France Davis. Photo by Adam Finkle.
In a black suit, red bow tie and matching pocket square, the Rev. France Davis exhorts his royal-blue-robed choir—backed by a Saturday-night lineup of electric guitars, keyboards and drums—to sing it like they mean it. He instructs his congregation, of blacks, whites, and African and Asian immigrants, to turn to someone they don’t know. “Tell them you love them and there’s nothing they can do about it.”
It’s Sunday morning at Calvary Baptist Church, a foothold of African American culture in Salt Lake City, an oasis of exuberance and diversity amid the monochromatic sanctuaries that dominate the city.
It’s a far cry from what Davis found when he first arrived here in 1972, starting what he thought would be a one-year teaching gig at the University of Utah before returning home to Georgia. Having ventured as far as Southeast Asia with the Air Force, Davis was unprepared for a cultural landscape so alien in his own country. Or so deeply inhospitable.
“It was like fighting the civil rights movement all over again,” says the 66-year-old pastor of the city’s largest and second-oldest African American congregation. Davis had been part of the movement as a Tuskegee University undergraduate and marched with Martin Luther King, Jr. But when he arrived in Utah to move into an apartment he had leased long distance, the landlord refused to rent to him.
“Housing [in Utah] was not open, educational opportunities were limited, economic opportunities were very limited and political opportunities were completely nonexistent. Everything was run by the dominant [religious] community, excluding anyone else,” he says.
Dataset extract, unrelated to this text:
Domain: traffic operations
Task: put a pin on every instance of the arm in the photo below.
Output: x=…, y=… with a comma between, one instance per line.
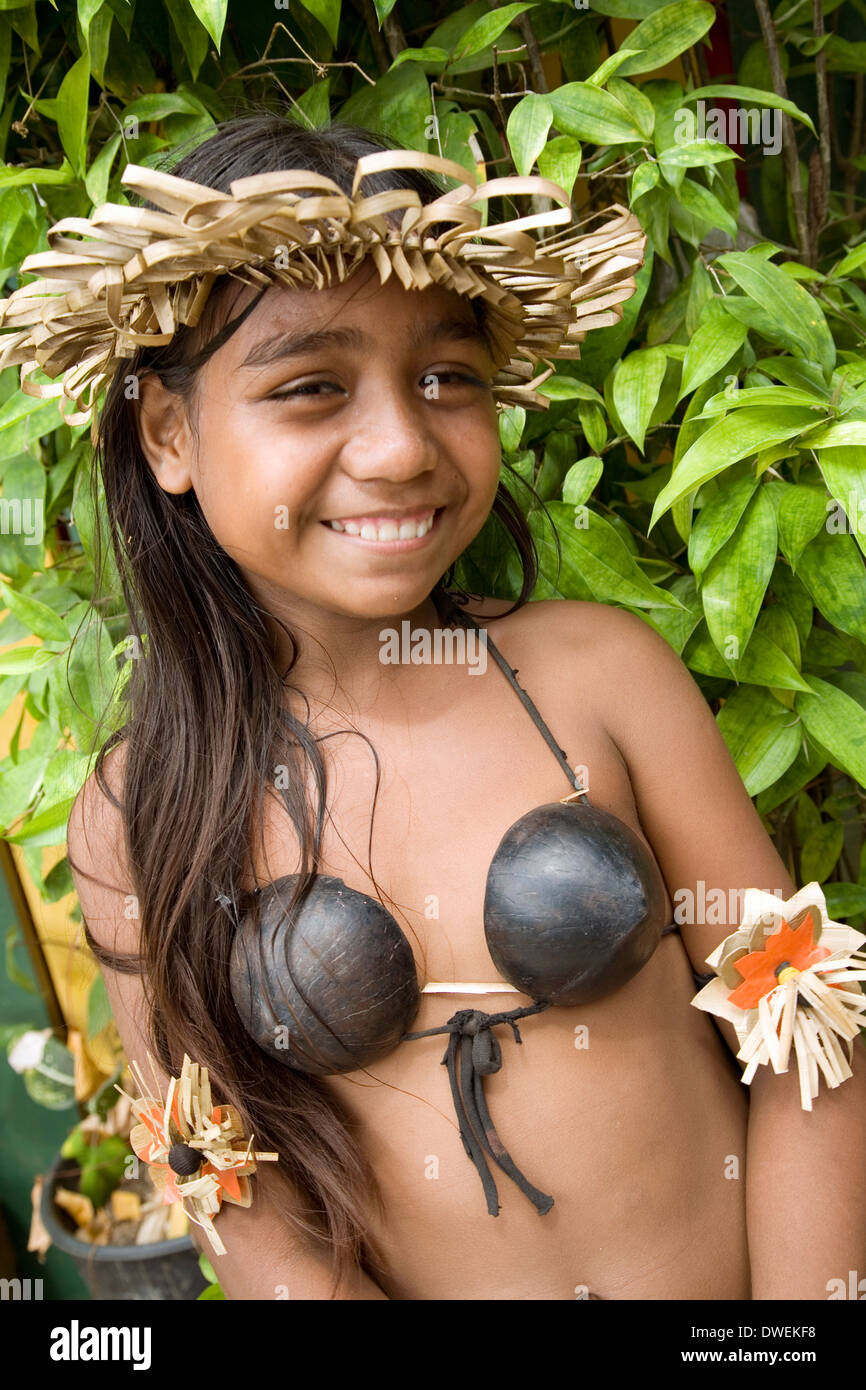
x=264, y=1258
x=805, y=1201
Over the last 40 years, Davis has become the most prominent and influential African American in Salt Lake City. Through his dedication, as devoted minister and community advocate, he has helped create a more welcoming home for Utah’s people of color. Because of the relationships he’s built with mayors, governors, business leaders and university administrators statewide, Salt Lake’s tiny black population (around 4,600 at last official count) is more integrated into the city’s social, economic and political life.
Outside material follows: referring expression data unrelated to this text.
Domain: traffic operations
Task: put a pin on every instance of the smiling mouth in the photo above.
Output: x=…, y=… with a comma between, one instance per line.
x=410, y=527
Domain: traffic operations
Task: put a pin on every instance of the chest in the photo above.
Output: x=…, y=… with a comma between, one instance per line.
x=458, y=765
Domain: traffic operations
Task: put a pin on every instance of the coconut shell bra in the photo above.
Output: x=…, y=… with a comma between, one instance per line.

“He’s really the drum major of the community,” says Charles Henderson, a Calvary member and former Kearns Community Council member. “He sets the tone of what we should do and how we should do it.”
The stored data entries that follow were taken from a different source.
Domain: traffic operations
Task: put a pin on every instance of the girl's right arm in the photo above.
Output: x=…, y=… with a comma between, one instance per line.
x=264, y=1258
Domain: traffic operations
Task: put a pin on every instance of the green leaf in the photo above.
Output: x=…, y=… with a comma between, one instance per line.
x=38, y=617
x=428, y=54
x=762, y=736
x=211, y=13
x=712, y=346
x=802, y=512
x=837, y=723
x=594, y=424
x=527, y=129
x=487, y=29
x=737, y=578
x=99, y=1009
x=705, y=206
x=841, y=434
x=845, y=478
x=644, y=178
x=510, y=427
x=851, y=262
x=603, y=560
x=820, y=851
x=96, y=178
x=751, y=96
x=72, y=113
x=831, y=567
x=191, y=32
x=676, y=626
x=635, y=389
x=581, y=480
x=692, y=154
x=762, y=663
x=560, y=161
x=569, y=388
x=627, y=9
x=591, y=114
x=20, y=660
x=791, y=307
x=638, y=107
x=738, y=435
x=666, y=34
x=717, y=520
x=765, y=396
Davis’ emphasis on education, leadership and political engagement may become increasingly important as black Salt Lakers, like African Americans nationwide, face what Davis acknowledges is a shift, even a slowdown, in forward progress. “I’m distressed by the attitudes that still haven’t changed, by people thinking that difference means ‘less than,’ and by those who think we’ve arrived and all the issues have been handled.”